Special: Performance

Read

Before continuing, please read the architecture page, in order to understand the tracee pipeline concept.

Tracee Performance

Pain Points

From the tracee pipeline concept page, you learned that there might be 2 pain points regarding tracee performance:

  1. Path between kernel and tracee-ebpf (through perfbuffers + golang channels)

    1. The only way to reduce the amount of events to userland is by bringing all filters into eBPF programs. There are some problems by doing that: the eBPF programs can't be too big, or too slow, not to impact the kernel performance (one of the reasons why eBPF virtual machine exists: to sandbox eBPF code).
  2. Path between tracee-ebpf and tracee-rules (currently: a pipe, future: a channel)

    1. Processing, parsing and enriching events in userland needs to be unblocking AND as fast as possible.
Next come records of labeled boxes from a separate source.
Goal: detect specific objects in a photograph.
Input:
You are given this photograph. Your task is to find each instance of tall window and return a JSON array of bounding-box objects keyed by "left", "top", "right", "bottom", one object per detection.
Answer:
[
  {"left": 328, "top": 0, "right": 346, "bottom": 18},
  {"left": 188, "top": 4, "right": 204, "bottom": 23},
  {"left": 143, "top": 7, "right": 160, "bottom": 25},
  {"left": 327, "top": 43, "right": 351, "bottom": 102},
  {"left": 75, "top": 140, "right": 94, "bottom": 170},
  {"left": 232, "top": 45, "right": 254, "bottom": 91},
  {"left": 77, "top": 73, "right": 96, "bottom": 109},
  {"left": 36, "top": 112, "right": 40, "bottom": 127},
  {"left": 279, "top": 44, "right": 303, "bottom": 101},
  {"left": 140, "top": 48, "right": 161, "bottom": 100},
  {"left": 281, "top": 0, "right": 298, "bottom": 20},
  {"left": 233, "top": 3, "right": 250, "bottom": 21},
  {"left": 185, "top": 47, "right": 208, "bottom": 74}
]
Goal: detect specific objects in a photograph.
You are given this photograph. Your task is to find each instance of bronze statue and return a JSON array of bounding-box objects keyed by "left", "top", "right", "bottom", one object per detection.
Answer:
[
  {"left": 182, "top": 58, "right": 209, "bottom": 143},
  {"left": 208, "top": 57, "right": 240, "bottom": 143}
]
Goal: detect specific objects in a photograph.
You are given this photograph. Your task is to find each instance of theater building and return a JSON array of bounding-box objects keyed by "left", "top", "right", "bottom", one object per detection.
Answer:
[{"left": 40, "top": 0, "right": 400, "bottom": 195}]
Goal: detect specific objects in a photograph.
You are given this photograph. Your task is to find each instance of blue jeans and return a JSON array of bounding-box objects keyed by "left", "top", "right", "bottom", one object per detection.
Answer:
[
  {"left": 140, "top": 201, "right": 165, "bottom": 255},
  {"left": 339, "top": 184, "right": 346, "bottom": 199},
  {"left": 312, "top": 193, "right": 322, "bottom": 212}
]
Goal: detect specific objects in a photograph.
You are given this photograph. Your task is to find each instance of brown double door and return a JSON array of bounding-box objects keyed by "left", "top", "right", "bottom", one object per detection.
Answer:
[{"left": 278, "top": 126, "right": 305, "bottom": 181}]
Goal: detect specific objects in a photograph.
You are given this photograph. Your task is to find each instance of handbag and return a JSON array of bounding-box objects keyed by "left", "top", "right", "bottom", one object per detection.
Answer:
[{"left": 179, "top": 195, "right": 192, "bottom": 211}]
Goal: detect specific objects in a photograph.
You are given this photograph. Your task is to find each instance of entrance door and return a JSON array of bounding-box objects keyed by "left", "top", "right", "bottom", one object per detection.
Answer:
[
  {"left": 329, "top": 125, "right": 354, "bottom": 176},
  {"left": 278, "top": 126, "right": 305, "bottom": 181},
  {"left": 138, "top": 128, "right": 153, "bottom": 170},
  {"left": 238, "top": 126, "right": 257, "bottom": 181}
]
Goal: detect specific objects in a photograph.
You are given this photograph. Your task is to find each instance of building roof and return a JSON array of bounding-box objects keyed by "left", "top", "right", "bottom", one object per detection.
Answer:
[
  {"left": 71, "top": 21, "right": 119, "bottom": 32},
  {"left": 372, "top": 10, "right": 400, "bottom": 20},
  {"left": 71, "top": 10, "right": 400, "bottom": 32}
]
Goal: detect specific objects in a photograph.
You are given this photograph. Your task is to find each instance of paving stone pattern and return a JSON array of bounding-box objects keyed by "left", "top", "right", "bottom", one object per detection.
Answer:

Any extra processing in tracee-ebpf might delay the delivery of events from the kernel all the way down to tracee-rules signatures.

    2. The communication in between tracee-ebpf and tracee-rules needs to be fast and not to block the consumption of events coming from the kernel. If this is blocked, then tracee will start loosing events because it can't catch up with the speed the events are being created in kernel.

    3. tracee-rules processing needs to be as fast as possible. Taking too long to evaluate a detection from each received event will slow down the consumption of the pipe in between tracee-ebpf and tracee-rules, delaying also the path in between the kernel and tracee-ebpf.

Addressing Pain Points

  1. Path in between kernel and tracee-ebpf:

    1. eBPF programs already do filtering in-kernel but not for all possible filter inputs (this is being improved for next releases).
  2. Path in between tracee-ebpf and tracee-rules:

    1. From measurements, the pipe used in between tracee-ebpf and tracee-rules processes is NOT a bottleneck BUT the gob output format (input format for tracee-rules) has better performance.

    2. The signatures processing might be a bottleneck. Using golang signatures in tracee-rules, for evaluating detections, has bigger performance and should be considered whenever possible.

Test Concepts

Example using container enrichment in the pipeline, argument parsing so arguments are formatted in a human consumable way, detecting syscall that generated the event:

$ sudo ./dist/tracee-ebpf \
    --containers -o format:json \
    -o option:parse-arguments \
    -trace container \
    --crs docker:/var/run/docker.sock

We are using most of the options that could cause latencies in the event pipeline BUT we're not piping the events to tracee-rules.

Attention

If you pipe tracee-ebpf output to another tool, like jq:

| jq -c '. | {cgroupid, processname, containername}'
You may cause latencies in tracee-ebpf pipeline because the event json processing from jq might not be as fast as how tracee-ebpf is capable of writing events to it (just like tracee-rules could do if being slow evaluating events).